The blueness of day has began to materialize on the streets of Budapest. The air is dank and dirty, the pavement wet from a light overnight rain. Soggy cartons, tattered food wrappers, empty bottles and cans, the fresh refuse of a Saturday night in the city.
The polling station in the new Attila József High School has just opened. Orange Files steps in, finds the room for the voting district designated on the registration notice: the second voter in the district, he watches the first voter and spouse ceremonially check all three ballot boxes before election officials to ensure that they haven’t been pre-stuffed.
The officials close the boxes and tie them shut with red, white and green ribbon. Hungary’s 2014 National Assembly elections have officially begun.

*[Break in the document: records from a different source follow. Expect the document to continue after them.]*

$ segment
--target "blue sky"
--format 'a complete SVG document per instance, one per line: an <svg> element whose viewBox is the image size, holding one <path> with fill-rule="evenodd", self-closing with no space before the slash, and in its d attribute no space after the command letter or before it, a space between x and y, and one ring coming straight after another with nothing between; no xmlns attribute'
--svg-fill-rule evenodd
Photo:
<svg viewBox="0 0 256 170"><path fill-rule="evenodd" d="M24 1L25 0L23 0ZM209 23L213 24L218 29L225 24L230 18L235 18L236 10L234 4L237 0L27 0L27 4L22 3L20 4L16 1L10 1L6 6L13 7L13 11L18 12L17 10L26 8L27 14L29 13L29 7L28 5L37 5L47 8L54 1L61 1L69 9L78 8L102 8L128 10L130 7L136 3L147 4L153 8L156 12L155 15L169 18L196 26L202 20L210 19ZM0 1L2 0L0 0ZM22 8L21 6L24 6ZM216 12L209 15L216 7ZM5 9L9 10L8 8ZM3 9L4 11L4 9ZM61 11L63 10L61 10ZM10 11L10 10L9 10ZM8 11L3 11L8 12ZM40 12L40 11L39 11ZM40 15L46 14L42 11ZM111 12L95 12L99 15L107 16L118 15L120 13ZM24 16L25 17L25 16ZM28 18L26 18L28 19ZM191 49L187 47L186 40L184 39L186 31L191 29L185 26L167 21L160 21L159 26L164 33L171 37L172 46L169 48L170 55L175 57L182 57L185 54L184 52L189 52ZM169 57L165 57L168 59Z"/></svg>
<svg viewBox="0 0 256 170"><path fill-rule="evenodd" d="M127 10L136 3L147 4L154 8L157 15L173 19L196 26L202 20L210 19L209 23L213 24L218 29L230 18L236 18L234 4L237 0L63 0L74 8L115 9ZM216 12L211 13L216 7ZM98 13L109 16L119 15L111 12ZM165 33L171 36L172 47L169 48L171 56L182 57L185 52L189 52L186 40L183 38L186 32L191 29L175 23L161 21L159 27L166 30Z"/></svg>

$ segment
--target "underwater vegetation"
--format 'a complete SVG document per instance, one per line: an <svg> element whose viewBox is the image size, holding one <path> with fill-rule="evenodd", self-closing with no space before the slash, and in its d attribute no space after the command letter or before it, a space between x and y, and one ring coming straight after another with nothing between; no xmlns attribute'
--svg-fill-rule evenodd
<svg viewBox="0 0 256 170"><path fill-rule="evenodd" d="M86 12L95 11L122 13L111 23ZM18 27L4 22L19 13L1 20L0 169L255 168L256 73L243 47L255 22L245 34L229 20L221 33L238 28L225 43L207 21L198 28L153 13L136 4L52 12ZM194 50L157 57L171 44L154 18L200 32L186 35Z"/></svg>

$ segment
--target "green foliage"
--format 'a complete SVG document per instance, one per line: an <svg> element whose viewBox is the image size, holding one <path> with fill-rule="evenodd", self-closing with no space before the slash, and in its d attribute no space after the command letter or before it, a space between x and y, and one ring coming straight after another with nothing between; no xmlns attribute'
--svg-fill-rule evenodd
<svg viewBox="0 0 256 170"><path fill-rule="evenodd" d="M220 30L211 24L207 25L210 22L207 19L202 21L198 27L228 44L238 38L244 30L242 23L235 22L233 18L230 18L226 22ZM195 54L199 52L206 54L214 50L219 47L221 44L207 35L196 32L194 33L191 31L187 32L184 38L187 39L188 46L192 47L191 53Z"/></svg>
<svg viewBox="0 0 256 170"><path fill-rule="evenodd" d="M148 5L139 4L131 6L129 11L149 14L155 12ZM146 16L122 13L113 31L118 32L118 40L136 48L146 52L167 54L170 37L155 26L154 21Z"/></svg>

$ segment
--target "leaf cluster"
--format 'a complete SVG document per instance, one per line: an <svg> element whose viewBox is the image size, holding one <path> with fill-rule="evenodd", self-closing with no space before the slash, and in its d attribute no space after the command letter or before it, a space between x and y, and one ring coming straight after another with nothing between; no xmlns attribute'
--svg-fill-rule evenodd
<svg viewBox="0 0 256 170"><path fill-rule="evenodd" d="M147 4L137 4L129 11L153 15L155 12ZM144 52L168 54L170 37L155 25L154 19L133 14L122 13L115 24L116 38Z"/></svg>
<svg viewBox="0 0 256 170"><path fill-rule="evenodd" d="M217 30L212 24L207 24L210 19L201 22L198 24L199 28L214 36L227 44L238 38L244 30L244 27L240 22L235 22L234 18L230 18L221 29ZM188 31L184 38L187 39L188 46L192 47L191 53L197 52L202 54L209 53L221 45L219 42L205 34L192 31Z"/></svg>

Orange Files had always heard—and doubted—that many voters do not actually know whom they will vote for before they step into the voting booth. On this morning, he is living proof of this claim: all of the modern democratic parties have splintered into small factions struggling for survival or joined larger party-conglomerations that still harbor unseemly elements from Hungary’s authoritarian past (but at least not from its authoritarian present).
Pull the curtains behind, lay two large ballots on the stand—a small one listing seven individual candidates from the voting district and a very large one listing the eighteen parties that have qualified for national party-list voting.

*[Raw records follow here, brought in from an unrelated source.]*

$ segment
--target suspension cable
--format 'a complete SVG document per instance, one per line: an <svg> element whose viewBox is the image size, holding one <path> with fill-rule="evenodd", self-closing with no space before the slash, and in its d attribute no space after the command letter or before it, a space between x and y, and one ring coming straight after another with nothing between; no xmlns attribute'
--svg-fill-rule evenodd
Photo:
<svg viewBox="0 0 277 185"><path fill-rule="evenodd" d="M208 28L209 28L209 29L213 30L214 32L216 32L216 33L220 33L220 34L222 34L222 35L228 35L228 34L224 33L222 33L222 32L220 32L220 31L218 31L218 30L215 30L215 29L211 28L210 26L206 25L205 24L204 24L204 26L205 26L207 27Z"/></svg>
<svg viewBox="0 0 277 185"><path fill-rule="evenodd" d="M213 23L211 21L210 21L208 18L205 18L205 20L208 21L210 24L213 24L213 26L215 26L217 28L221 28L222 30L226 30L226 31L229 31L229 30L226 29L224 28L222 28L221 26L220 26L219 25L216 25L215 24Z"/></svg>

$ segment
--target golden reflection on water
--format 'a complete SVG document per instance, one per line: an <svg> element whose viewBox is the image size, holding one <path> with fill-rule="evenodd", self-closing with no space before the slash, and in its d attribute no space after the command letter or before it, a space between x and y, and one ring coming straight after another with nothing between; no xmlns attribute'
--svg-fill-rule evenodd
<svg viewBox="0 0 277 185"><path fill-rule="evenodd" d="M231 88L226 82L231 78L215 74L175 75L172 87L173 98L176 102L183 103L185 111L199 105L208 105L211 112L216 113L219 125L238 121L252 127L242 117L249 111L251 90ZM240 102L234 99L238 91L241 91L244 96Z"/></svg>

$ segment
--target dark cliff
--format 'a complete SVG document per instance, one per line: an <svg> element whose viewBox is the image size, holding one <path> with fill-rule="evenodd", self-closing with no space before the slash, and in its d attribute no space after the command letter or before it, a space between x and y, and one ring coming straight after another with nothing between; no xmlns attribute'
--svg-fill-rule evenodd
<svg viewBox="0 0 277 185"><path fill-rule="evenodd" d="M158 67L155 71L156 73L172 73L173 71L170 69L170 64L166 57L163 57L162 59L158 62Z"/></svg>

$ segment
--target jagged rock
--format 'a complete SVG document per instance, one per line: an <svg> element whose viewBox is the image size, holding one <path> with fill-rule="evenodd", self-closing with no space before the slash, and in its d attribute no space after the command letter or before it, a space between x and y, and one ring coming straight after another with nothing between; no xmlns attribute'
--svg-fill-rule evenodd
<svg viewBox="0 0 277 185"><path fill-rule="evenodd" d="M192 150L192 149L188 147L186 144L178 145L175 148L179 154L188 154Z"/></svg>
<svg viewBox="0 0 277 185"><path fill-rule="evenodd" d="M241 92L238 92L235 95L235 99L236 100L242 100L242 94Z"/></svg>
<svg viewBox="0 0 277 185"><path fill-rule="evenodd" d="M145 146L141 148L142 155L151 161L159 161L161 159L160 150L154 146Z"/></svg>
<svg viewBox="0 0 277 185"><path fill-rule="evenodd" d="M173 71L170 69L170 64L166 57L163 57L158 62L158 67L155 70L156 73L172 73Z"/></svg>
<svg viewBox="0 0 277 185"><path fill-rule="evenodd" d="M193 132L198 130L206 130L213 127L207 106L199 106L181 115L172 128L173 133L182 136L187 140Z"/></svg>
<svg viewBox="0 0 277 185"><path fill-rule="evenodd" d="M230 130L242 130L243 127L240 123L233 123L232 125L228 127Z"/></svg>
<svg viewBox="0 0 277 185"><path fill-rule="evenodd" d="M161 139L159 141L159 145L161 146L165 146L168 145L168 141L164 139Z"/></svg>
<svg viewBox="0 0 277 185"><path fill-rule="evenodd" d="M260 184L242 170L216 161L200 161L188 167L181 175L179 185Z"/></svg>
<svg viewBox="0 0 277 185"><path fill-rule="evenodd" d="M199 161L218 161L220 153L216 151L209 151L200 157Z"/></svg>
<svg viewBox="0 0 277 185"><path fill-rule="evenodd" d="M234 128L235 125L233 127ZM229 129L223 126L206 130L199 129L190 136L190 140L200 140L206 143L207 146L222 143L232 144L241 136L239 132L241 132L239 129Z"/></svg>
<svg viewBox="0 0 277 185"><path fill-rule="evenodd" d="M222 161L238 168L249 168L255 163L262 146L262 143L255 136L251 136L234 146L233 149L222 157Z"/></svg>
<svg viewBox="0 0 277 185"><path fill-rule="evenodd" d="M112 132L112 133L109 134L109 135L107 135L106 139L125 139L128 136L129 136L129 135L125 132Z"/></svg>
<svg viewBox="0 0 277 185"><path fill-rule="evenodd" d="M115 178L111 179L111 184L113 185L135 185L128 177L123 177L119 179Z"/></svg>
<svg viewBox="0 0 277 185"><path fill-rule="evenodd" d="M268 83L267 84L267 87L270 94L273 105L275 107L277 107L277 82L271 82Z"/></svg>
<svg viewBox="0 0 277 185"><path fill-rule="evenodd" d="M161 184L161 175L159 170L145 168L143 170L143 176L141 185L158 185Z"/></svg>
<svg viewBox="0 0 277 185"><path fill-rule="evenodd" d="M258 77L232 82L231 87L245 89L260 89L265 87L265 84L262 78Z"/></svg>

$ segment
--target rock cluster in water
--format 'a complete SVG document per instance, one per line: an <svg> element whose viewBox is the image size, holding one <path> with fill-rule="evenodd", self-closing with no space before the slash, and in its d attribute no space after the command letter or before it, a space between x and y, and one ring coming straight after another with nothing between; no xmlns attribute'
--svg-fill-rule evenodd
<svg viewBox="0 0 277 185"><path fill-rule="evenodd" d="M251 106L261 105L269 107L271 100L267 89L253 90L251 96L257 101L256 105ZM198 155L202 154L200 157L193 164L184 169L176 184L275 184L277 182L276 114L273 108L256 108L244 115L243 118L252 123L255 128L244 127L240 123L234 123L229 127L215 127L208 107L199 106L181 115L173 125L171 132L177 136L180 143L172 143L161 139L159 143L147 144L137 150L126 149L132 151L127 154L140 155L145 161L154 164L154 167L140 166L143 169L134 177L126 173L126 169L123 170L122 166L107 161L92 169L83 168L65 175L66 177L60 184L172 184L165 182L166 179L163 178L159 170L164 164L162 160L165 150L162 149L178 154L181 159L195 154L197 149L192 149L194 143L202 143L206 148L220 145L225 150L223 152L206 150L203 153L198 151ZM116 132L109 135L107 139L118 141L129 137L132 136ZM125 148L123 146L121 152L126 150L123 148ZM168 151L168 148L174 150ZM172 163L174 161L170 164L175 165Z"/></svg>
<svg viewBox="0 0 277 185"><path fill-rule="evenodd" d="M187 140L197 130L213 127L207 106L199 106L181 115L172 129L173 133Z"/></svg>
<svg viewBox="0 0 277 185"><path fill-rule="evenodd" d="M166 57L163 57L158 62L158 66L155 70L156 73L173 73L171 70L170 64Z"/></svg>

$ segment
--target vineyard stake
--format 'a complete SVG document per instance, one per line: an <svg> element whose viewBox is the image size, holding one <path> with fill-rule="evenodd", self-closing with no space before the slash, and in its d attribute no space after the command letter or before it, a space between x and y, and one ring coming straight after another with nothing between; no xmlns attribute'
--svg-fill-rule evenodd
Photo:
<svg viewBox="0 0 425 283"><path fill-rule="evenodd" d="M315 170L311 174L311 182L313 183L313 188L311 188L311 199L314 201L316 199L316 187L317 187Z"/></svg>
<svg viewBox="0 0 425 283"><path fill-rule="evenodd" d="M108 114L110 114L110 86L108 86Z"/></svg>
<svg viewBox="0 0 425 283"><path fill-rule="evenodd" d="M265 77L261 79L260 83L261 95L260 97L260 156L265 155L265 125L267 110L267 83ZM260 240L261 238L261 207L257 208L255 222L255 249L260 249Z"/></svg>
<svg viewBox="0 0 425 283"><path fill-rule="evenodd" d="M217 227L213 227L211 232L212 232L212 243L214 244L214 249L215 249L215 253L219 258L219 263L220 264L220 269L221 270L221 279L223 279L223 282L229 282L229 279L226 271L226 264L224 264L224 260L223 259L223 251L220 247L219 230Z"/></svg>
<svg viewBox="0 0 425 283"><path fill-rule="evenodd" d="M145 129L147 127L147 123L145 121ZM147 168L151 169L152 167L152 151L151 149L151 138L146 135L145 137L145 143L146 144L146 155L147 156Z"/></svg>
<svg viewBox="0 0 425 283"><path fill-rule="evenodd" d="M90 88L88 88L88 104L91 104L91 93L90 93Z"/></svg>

Green? Red? Split ticket? National Gypsy Party just so you can say you did it? Go with the feeling, place the Xs in the Os and get out.
On the way down the hall the little girl asks her parents: “Who did you vote for?”
Orange Files National Assembly election update from the 25th subdistrict of the 2nd voting district of Budapest as of 6:15 a.m.: Politics Can Be Different (LMP) 1; Change of Government (Kormányváltás) 1; Fidesz 0, Jobbik 0; all others 0.